- Supreme Court of the United States

Decided June 11, 1984
- Full case name: Mabry v. Johnson
- Citations: 467 U.S. 504 (more)

Holding
- Accepting a first plea bargain that is later rescinded does not create a right to have that first bargain specifically enforced when the criminal defendant accepts a second, less-beneficial plea bargain.

Court membership
- Chief Justice Warren E. Burger Associate Justices William J. Brennan Jr. · Byron White Thurgood Marshall · Harry Blackmun Lewis F. Powell Jr. · William Rehnquist John P. Stevens · Sandra Day O'Connor

Case opinion
- Majority: Stevens, joined by unanimous

= Mabry v. Johnson =

Mabry v. Johnson, , was a United States Supreme Court case in which the court held that accepting a first plea bargain that is later rescinded does not create a right to have that first bargain specifically enforced when the criminal defendant accepts a second, less-beneficial plea bargain.

==Background==

After Johnson was convicted in an Arkansas state court on charges of burglary, assault, and murder, the Arkansas Supreme Court set aside the murder conviction, and plea negotiations ensued. A deputy prosecutor proposed to Johnson's attorney that, in exchange for a guilty plea to a charge of accessory after a felony murder, the prosecutor would recommend a 21-year sentence to be served concurrently with the concurrent burglary and assault sentences. However, when defense counsel called the prosecutor three days later and communicated respondent's acceptance of the offer, the prosecutor told counsel that a mistake had been made, and withdrew the offer.

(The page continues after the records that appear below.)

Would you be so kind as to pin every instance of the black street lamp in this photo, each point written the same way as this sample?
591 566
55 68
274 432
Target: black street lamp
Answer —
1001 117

The prosecutor proposed instead that, in exchange for a guilty plea, he would recommend a 21-year sentence to be served consecutively to the other sentences. Respondent rejected the new offer, but after a mistrial was declared, he ultimately accepted the prosecutor's second offer, and the trial judge imposed a 21-year sentence to be served consecutively to the previous sentences.

After exhausting state remedies, Johnson sought habeas corpus relief in a federal district court with respect to his guilty plea. The court dismissed the petition, holding that respondent had understood the consequences of his guilty plea, that he had received effective assistance of counsel, and that, because it was not established that he had detrimentally relied on the prosecutor's first-proposed plea agreement, Johnson had no right to enforce it. However, the Eighth Circuit Court of Appeals reversed, holding that "fairness" precluded the prosecution's withdrawal of the plea proposal once accepted by respondent.

==Opinion of the court==

The Supreme Court issued an opinion on June 11, 1984.